Chromatophores of Rhodospirillum rubrum and spinach chloroplasts contain firmly bound ATP that is rapidly labeled along with ADP in the presence of ³²P_i and endogenous nucleotides. The labeling is not entirely dependent on light. In chloroplasts three types of bound ATP can be defined methodologically by their extraction properties: buffer‐soluble; acid‐soluble; and SDS‐soluble or firmly bound ATP. Extensive washing of the chloroplasts does reduce buffer‐soluble but not acidsoluble and firmly bound APT. Buffer‐soluble [³²P] ATP is almost exclusively γ labeled while acid‐soluble and firmly bound ATP are labeled in the β and γ position equally.

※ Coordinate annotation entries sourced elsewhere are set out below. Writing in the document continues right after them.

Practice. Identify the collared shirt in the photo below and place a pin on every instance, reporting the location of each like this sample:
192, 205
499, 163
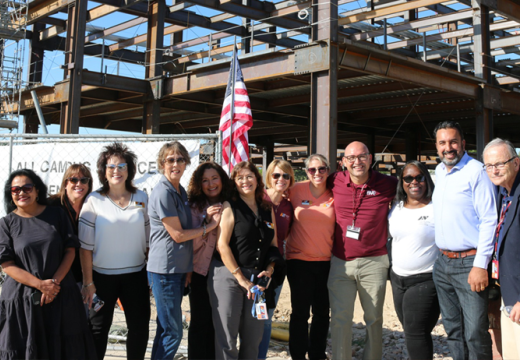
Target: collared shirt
167, 256
465, 210
371, 217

CCCP, desaspidin, and phlorizin do not inhibit the labeling of firmly bound ATP, whereas the phosphorylation is almost abolished. However, EDTA and NEM pretreatments of the choloroplasts affect both reactions similarly. The postillumination [³²P] ATP synthesis with chromatophores can be inhibited by adding ATP to the incubation mixture after illumination if ³²P_i is included only during the dark incubation, but is without effect if ³²P_i is present only during illumination. On the other hand, ADP added after illumination inhibits post‐illumination [³²P] ATP formation in both chromatophores and chloroplasts only if ³²P_i is present during illumination. The data can be explained by a coupling factor having two sites, as proposed previously on the basis that firmly bound ATP does not transfer its phosphoryl group but seems to drive a synthesis of acid‐soluble ATP which incorporates free phosphate (Lutz, H. U., Dahl, J. S., and Bachofen, R.), Biochim. Biophys. Acta 347:359 [1974].